My first day of grad school was pretty scary. For college, I had gone to a small Christian college in Southwest Missouri. But for grad school, I went to the University of Missouri, which is a pretty huge public university. And I went from being one of a few dozen Christians in my class to usually the only Evangelical Christian in my class. I was sitting outside the classroom for my first class with a couple of the other students (who would soon become my new friends), and they were talking about who they thought we’d be reading in this class. They were throwing out name after name of people I’d never heard. I immediately got worried… was I in over my head?
Those first few weeks were rough. I knew way less than my classmates and was playing a lot of catch-up. I felt in some ways that my Christian college education hadn’t prepared me as well for this work as their public school education had. But also in those first weeks, my new friends started jokingly referring to me as the ‘token Christian’. Someone said, “Every religion department needs a Christian, and JR. is ours,” and it just sort of stuck.
But that name – token Christian – actually helped me out a lot.
It gave me confidence because it carved out a space for me in the department.

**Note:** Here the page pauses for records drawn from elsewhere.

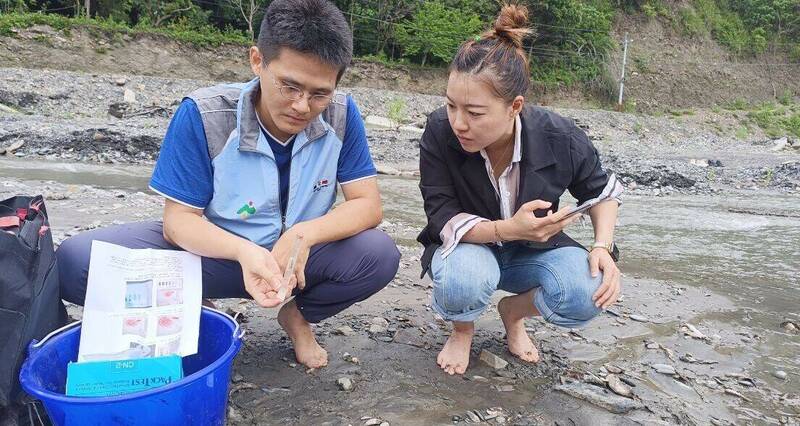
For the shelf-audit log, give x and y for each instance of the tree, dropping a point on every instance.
(437, 31)
(249, 9)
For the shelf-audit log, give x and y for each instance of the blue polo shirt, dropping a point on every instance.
(184, 172)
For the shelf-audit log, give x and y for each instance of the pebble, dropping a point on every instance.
(492, 360)
(129, 96)
(664, 368)
(345, 384)
(13, 147)
(617, 386)
(344, 331)
(504, 388)
(473, 417)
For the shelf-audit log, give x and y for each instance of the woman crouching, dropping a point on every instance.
(492, 171)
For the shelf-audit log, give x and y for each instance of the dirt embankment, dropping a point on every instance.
(665, 70)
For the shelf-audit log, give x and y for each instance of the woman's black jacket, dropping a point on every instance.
(556, 156)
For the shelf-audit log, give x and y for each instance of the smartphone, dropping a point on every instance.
(578, 210)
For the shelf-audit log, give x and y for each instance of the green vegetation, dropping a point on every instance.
(397, 111)
(776, 120)
(572, 47)
(742, 132)
(205, 36)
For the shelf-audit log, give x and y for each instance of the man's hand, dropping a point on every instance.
(525, 226)
(609, 290)
(282, 251)
(262, 276)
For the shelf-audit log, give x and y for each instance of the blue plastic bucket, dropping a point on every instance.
(200, 398)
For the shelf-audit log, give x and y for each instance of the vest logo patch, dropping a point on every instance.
(321, 184)
(246, 210)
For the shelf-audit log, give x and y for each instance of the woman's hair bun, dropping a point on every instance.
(511, 24)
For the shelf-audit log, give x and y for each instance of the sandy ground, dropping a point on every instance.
(705, 333)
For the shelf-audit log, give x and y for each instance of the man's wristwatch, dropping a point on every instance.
(611, 248)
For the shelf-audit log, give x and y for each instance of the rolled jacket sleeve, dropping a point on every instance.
(588, 177)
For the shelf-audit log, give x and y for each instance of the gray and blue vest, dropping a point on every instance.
(246, 184)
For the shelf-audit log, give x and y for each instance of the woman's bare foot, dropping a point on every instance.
(454, 357)
(306, 349)
(513, 311)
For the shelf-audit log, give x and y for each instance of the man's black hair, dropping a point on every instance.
(308, 26)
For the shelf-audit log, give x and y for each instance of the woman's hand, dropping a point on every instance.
(610, 289)
(526, 226)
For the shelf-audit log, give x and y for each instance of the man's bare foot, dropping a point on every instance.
(454, 357)
(513, 311)
(306, 349)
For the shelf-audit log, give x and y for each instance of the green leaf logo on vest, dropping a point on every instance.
(247, 210)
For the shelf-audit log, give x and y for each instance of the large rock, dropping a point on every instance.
(493, 360)
(600, 397)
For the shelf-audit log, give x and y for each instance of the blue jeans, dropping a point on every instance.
(463, 283)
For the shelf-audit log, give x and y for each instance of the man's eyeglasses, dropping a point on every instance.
(293, 93)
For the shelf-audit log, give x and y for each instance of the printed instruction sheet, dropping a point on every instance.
(140, 303)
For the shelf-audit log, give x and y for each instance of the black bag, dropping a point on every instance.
(30, 303)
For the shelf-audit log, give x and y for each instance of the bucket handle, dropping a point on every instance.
(35, 345)
(238, 332)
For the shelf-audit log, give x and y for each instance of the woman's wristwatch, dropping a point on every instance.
(611, 248)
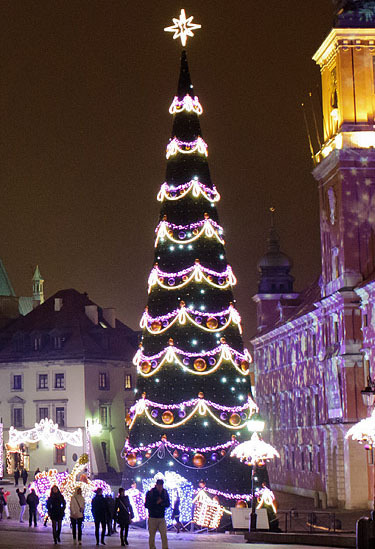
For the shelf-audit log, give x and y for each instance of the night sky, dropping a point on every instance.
(85, 88)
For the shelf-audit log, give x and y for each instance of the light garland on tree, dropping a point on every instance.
(172, 192)
(239, 415)
(147, 366)
(209, 322)
(186, 147)
(187, 104)
(195, 273)
(188, 233)
(207, 511)
(46, 431)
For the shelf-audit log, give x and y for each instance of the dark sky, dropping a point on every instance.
(85, 87)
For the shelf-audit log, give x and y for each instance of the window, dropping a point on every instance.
(103, 413)
(17, 417)
(42, 381)
(60, 456)
(59, 381)
(103, 381)
(17, 382)
(43, 413)
(128, 381)
(60, 416)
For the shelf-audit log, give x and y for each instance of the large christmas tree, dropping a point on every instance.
(194, 394)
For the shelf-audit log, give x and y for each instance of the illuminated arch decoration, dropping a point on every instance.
(46, 431)
(147, 366)
(195, 273)
(171, 192)
(186, 234)
(186, 147)
(230, 417)
(187, 104)
(206, 321)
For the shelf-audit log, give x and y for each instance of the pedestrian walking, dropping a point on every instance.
(16, 476)
(110, 513)
(77, 509)
(157, 501)
(22, 502)
(24, 476)
(32, 501)
(56, 509)
(99, 509)
(5, 505)
(124, 515)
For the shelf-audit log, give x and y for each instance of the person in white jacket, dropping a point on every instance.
(77, 509)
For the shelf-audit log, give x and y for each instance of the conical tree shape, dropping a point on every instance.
(194, 395)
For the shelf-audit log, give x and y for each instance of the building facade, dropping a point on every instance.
(315, 350)
(69, 363)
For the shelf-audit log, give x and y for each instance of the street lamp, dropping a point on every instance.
(252, 452)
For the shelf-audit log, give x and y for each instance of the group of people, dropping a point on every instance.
(106, 511)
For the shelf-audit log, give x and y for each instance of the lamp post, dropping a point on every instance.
(251, 452)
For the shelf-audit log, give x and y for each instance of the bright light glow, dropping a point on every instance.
(182, 27)
(188, 104)
(169, 192)
(46, 431)
(254, 450)
(186, 147)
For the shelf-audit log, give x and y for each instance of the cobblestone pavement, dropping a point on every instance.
(20, 536)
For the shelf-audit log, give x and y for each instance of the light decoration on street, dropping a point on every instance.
(67, 485)
(147, 366)
(176, 192)
(196, 273)
(364, 431)
(207, 227)
(187, 104)
(182, 27)
(186, 147)
(176, 486)
(199, 406)
(206, 321)
(46, 431)
(207, 511)
(254, 450)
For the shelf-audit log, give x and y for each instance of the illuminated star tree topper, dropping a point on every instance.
(182, 27)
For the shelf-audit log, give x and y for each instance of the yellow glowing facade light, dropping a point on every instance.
(182, 27)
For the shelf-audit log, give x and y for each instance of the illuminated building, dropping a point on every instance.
(314, 349)
(66, 384)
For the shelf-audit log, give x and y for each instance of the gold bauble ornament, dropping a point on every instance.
(131, 459)
(212, 323)
(235, 420)
(156, 326)
(199, 460)
(167, 417)
(200, 364)
(146, 367)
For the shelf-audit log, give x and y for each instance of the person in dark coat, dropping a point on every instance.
(157, 501)
(110, 514)
(32, 501)
(22, 502)
(16, 477)
(56, 509)
(124, 515)
(24, 476)
(99, 509)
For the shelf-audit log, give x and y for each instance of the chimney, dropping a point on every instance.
(92, 313)
(109, 316)
(58, 304)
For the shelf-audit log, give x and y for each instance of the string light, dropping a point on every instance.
(187, 104)
(46, 431)
(186, 147)
(171, 192)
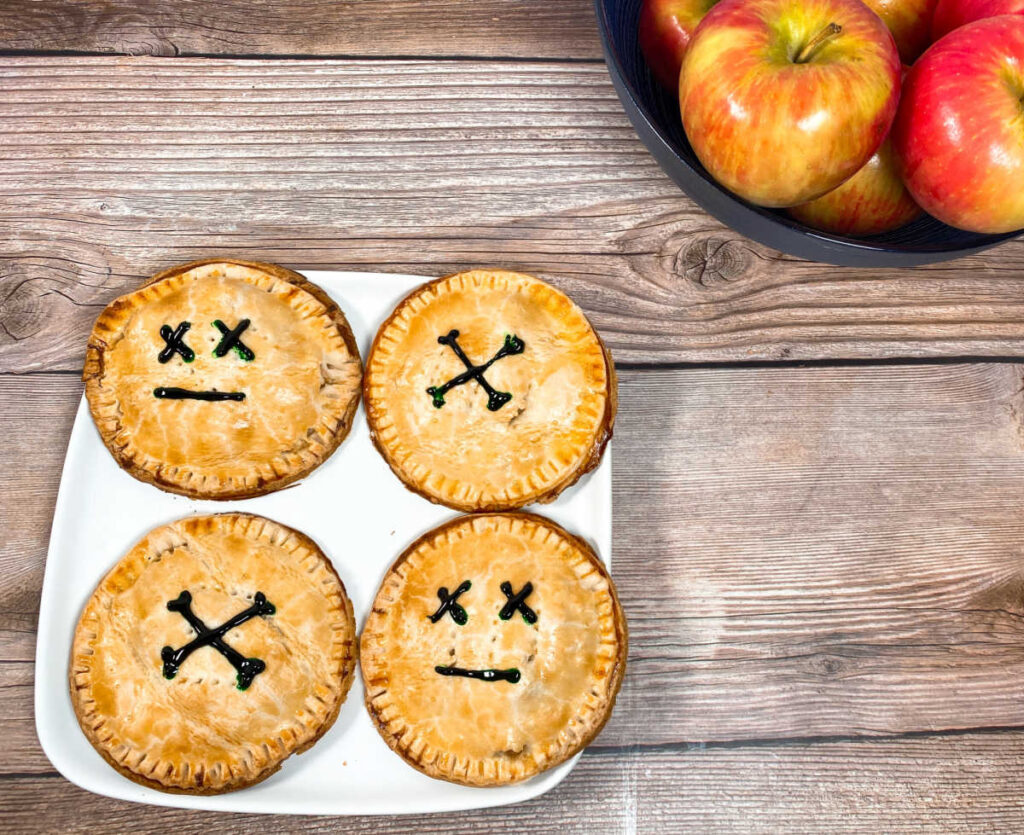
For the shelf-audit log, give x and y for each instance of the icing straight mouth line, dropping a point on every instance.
(172, 393)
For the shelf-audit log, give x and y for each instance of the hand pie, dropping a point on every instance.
(222, 379)
(494, 651)
(215, 649)
(487, 390)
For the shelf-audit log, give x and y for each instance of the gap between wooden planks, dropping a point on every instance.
(563, 30)
(968, 783)
(114, 168)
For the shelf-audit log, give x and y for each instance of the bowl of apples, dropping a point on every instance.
(876, 133)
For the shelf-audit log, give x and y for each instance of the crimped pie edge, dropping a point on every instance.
(418, 755)
(182, 481)
(588, 461)
(345, 654)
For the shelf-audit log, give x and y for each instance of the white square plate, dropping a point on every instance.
(360, 515)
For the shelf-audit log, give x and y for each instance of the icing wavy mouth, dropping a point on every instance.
(172, 393)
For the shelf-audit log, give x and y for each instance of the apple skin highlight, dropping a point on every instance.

It was okay if I didn’t know something because I wasn’t just another first year student. I was the token Christian student. I wasn’t nervous to give my input because now it was okay if I sounded like a Christian – I was the token Christian! Being the token Christian helped me get through my first year of grad school.
Then I met Tom.
Tom started my second year. And in our first class, he introduced himself as a guy from a small Christian college in Northeast Missouri who had come to get a more well-rounded education.
I hated him instantly.
After class, I was with my grad school friends, and I commented on what a jerk Tom was. They were genuinely confused. Tom had seemed, to them, like a kind, genuine and friendly person. I wasn’t hearing it. As far as I was concerned, Tom was the worst.
Which is a terrible thing, isn’t it?
Let’s talk about anger: why we get angry and how to tell whether our anger is righteous or evil. It’s pretty obvious that my anger toward Tom was not the righteous kind – that’s because he was challenging my identity as the token Christian.